Somewhere mid Pennsylvania we stopped for gas. While we got out of the car Tom shared his Uncle Paul’s remedy for dirty, icy windshields. Coca Cola. “Oh,” I said, casually thinking that was the stupidest thing I had ever heard. First, because Tom and his Uncle Paul are from Georgia, what do they know about snow in the deep south and second, Yankees make wind shield wiper fluid that works amazingly well.
As I walked into the convenience store to use the bathroom, Tom yelled, “Get some Coke while you are in there.” Tom doesn’t drink Coke so I gathered he wanted me to buy the sugary drink for windshield purposes. “Are you serious?” I yelled back. Sternly, more sternly than is usual for Tom, he yelled back, “YES and get a big one.”

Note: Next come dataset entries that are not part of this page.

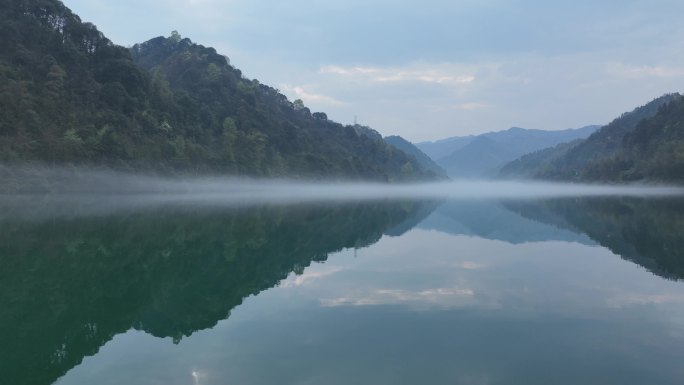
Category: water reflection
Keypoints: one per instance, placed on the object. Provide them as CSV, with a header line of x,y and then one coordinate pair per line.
x,y
647,232
69,284
466,292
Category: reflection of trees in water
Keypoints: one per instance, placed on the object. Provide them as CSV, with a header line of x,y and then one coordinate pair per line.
x,y
645,231
68,286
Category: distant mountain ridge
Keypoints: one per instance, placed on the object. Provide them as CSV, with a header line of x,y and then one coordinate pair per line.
x,y
409,148
646,143
478,156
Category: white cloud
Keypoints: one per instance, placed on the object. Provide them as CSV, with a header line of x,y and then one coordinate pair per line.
x,y
434,296
299,92
425,74
644,71
307,277
470,106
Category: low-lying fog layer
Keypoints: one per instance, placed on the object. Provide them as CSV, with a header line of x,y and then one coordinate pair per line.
x,y
95,192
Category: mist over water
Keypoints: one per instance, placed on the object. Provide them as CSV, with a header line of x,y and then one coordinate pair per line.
x,y
72,192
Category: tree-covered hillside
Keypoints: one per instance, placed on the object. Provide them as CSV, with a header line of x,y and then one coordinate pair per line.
x,y
68,95
644,144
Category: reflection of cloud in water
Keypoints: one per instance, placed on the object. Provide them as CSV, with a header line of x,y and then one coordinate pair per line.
x,y
444,296
309,276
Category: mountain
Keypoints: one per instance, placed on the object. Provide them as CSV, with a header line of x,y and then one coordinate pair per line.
x,y
492,220
483,155
538,162
409,148
645,143
68,95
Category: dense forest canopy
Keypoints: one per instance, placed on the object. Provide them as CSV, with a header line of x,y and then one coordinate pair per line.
x,y
68,95
646,144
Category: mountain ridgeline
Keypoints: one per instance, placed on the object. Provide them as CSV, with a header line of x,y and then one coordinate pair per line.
x,y
484,155
646,144
68,95
409,148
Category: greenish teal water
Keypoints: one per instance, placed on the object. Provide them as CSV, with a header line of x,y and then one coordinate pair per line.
x,y
556,291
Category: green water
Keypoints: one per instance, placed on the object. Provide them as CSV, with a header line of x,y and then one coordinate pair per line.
x,y
559,291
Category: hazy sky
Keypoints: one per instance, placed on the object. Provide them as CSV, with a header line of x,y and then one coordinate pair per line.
x,y
432,69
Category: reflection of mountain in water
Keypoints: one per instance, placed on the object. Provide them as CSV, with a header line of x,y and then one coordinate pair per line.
x,y
68,286
645,231
491,220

As I headed to the soda case I concerned myself with the definition of big. Was he planning to dump the Coke into the wiper reservoir or simply splash it on the windshield? I decided if it were the former I would put my foot down on his southern solution. Every Yankee worth her salt knows soda in the wiper washer system would gum up the works. But, if he felt better following Uncle Paul’s example and splashing Coca Cola on the window, I would keep my mouth shut. I selected what I thought was a middle of the road size bottle, too small to empty into the fluid keeper, but large enough for Tom to believe I was taking his and Uncle Paul’s sage advice seriously.

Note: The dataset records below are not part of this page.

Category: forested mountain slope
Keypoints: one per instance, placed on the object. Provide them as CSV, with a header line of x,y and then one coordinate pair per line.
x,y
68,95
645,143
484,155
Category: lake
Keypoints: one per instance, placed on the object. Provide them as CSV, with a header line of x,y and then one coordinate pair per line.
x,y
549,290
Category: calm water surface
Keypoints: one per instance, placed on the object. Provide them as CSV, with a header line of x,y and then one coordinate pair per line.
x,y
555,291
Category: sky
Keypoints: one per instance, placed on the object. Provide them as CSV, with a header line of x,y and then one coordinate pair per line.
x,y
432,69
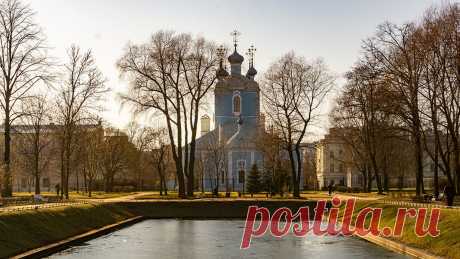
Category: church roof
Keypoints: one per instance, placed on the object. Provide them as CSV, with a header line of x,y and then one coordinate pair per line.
x,y
235,58
237,82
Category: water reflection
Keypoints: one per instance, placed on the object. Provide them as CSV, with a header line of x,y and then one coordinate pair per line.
x,y
172,238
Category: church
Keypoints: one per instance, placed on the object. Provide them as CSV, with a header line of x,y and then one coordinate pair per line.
x,y
228,152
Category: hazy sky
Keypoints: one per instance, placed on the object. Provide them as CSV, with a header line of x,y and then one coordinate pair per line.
x,y
329,29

I couldn’t wipe the smile off my face as I paid for the Coke. Perhaps they didn’t make blue liquid in big bottles in Uncle Paul’s day. I climbed up into the passengers seat, jammed the Coke into the too small cup holder, and off we went.

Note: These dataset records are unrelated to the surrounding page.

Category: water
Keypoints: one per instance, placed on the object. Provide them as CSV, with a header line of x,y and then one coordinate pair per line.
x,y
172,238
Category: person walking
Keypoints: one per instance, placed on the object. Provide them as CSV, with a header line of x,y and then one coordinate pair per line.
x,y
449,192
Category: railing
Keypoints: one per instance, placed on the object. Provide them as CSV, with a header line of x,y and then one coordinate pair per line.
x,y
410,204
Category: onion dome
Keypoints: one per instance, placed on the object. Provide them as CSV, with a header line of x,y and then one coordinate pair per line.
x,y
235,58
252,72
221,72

About an hour later we ran out of wind shield wiper fluid.
“Where’s the Coke?” Tom asked.
Trying desperately to hide my grin, I un-wedged the bottle, “Here.”
“Open your window and throw it on the windshield.”
Silence. (I couldn’t speak.)
“Throw it on the windshield.”
Okay, he was serious. This man from Georgia; who I just bought an Icelandic temperature rated down coat because he is always freezing “up north”; who does’t know when you run out of wiper fluid you turn the wipers off so the road grime doesn’t smear into an opaque curtain across the windshield; who drove minimally in the snow before he met me with my 4 wheel drive CRV because he drove an adorable little convertible that couldn’t get out of the driveway in the rain, wanted me to stick my hand out the car window and throw Coke.
I instantly flashed to my childhood.
When my family took road trips we did not stop to pee, dad refused. Instead there was a handy dandy “pee pot”, aka mayonnaise jar, we used when nature called. On one particular trip I had to tee tee, that’s we called it. Mom climbed into the back seat, held the pee pot for me and I tinkled. After I filled the jar mom reached the bottle out of the front seat window and tossed the liquid. My pee aerodynamically found the first available opening, the back seat passenger window, where mom and I sat. We were covered in tee tee.
Dad, who was from Alabama, stopped the car.
So like my mother before me, I opened the window and threw Coke on the windshield. However I began laughing so hard it was difficult to do. I held really tight, calmed my self down and tossed. Boy Jov it worked. The 6 inch by 6 inch, upper right hand corner of the wind shied, where the coke hit at our high rate of speed, cleared. Unfortunately we still could not see the road in front of us.
I suggested we stop to get the blue stuff they sell up north for times such as these.
Tom agreed. Then took a sip of Coke.